Unknows S-100 System

Chuck Guzis cclist at sydex.com
Sun Sep 23 13:40:29 CDT 2007


On 23 Sep 2007 at 12:35, Roy J. Tellason wrote:

> > without accessing the internal register at 0BBh.
> 
> That's odd.  :-)

In a way, it makes sense.  Consider that they needed *some* way to 
access the mask register.  They could perhaps take one of the "no op" 
instructions, such as "ld c,c" and detail it off for special duty, 
but that's taking an awful gamble that the code doesn't actually 
appear anywhere.  The 8085 RIM/SIM opcodes are already taken by the 
relative jumps, so what to do?  Reserve an I/O address and do your 
best to make sure that 8085-type I/O doesn't inadvertently access it 
by restricting the access to Z80 indirect I/O.  At least if one hits 
the port with some legacy Z80 I/O, it's easy to find.
 
> I never really made use of those,  myself,  nor saw much source code for stuff 
> that did.

This comes in very handy for stack-relative and table addressing.  
For the 8085:

    LXI		HL,offset on stack
    DAD		SP
    MOV		C,M				(5 bytes)

(repeat for every reference)

For the Z80:

    LD		IX,0
    ADD		IX,SP   (done only once at function entry)

    LD		C,[IX+offset]   (3 bytes)

and it leaves HL free for other uses.  The limitation, of course, is 
that the displacement for the Z80 case can't exceed 255 locations--
but that generally isn't a big issue with a lot of x80 C code.
 
> What are these?  I remember some stuff in the magazines early on (probably 
> Byte,  in its first year of publication or so) and have run across some stuff 
> on the 'net about undocumented z80 opcodes,  most of which don't seem to be 
> terribly useful,  but this is the first I've heard of undocumented 8085 
> codes.

Make up your own mnemonics for these:

    08		HL <= HL-BC	All flags affected
    10		Rotate HL 1 bit right   No flags affected
    18		Rotate DE 1 bit left    Carry = old bit 15
    28		Add immediate 8 bit value to HL   All flags affected
    38		Add immediate 8 bit value to SP   All flags affected
    CB		If the V (overflow) flag is set, CALL 0040H
    DE		Load HL with the 16-bit value pointed to by DE
    D9		Store HL into the 16-bit location pointed to by DE

In addition, some 8 bit instructions affect bit 5 of the flags 
register (in a way that I don't completely understand).  DD xx xx 
will jump to xxxx if this bit is clear, ED xx xx will jump to xxxx if 
this bit is set.  

>From my viewpoint, some of these instructions look like afterthoughts-
-but some would have been useful in a couple of instances.

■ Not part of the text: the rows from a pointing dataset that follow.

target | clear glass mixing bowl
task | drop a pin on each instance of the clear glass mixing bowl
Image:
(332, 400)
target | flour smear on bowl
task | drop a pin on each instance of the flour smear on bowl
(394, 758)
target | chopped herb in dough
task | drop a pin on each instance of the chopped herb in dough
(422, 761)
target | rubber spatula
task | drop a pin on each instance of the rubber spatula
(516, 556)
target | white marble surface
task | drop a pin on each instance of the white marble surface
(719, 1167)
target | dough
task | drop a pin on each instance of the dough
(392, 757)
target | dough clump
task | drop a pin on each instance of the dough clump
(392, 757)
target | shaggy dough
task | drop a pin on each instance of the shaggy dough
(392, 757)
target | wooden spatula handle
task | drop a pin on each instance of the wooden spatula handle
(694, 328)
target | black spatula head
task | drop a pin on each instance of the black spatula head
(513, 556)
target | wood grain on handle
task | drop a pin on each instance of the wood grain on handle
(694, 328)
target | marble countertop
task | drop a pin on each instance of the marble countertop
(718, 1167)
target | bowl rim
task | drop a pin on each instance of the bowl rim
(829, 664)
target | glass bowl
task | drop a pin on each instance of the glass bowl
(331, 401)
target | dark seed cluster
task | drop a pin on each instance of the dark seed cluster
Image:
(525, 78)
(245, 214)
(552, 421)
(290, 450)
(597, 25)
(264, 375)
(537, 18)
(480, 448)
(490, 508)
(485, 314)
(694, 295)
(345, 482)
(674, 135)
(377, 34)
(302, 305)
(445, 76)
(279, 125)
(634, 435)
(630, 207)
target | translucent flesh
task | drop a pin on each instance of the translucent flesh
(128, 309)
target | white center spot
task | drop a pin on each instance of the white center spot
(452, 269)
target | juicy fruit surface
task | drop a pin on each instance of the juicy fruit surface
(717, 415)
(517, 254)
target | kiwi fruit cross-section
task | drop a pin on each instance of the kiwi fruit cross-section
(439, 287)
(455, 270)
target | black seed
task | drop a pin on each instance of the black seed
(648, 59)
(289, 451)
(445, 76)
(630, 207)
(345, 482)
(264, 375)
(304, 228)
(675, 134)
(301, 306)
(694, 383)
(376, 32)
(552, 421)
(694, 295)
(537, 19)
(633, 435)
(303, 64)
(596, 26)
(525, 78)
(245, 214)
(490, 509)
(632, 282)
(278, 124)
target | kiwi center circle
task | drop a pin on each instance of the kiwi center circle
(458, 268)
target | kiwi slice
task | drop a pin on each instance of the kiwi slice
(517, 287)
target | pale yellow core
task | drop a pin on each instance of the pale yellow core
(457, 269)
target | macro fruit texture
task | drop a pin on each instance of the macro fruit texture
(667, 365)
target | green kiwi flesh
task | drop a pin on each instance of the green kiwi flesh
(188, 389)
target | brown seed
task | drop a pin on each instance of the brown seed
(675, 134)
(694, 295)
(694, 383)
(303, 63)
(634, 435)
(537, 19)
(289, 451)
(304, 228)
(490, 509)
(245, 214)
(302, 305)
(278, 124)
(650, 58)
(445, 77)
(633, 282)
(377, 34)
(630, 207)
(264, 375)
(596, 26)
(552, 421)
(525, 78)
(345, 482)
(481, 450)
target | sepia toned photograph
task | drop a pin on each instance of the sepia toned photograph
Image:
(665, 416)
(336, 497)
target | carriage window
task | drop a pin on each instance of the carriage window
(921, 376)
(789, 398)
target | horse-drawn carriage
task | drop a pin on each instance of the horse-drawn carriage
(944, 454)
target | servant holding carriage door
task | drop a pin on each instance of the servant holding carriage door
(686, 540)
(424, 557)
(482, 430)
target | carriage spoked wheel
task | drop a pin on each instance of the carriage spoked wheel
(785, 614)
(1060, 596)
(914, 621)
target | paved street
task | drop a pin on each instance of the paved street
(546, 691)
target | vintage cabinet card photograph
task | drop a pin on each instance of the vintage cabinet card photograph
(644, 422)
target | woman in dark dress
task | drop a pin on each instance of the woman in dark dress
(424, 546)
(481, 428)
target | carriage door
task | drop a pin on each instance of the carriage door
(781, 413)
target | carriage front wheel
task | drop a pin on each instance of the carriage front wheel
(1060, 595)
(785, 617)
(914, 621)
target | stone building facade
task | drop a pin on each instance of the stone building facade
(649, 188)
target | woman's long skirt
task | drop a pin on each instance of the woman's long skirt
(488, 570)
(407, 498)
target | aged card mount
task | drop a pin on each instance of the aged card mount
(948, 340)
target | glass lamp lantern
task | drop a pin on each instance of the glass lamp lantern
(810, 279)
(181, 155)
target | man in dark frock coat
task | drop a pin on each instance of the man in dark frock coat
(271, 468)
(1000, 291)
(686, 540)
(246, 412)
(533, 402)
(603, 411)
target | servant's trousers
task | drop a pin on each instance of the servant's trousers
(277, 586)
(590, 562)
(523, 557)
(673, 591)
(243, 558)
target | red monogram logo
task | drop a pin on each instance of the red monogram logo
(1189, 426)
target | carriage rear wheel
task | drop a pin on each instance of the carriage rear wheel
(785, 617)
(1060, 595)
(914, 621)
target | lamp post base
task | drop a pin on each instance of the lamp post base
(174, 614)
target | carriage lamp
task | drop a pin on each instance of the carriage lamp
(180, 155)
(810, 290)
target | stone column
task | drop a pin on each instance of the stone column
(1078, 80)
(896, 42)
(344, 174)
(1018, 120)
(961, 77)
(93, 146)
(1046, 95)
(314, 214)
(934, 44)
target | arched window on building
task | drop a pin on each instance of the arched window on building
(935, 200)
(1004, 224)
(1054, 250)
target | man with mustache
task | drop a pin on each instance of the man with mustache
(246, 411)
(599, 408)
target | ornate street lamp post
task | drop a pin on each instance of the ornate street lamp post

The biggest implication of the above, however, is that there's an 
ugly trap for the lowly coder who decided that 08/10/18/28/38 was a 
no-op.
 
> Do you know of any handy data online for the part?  A basic overview and maybe 
> some info on the instruction set and hardware would be nice.  Somehow or 
> other I never managed to get a hold of any when that chip hit the market.

http://www.datasheetarchive.com/preview/2602635.html
 
> Are those easy enough to find these days if one wanted to play with 'em?

Not terribly difficult--there were a few commercial personal 
computers that used them, mostly for the  CMOS power advantage.   
There's an eval kit from NSC on ePay right now.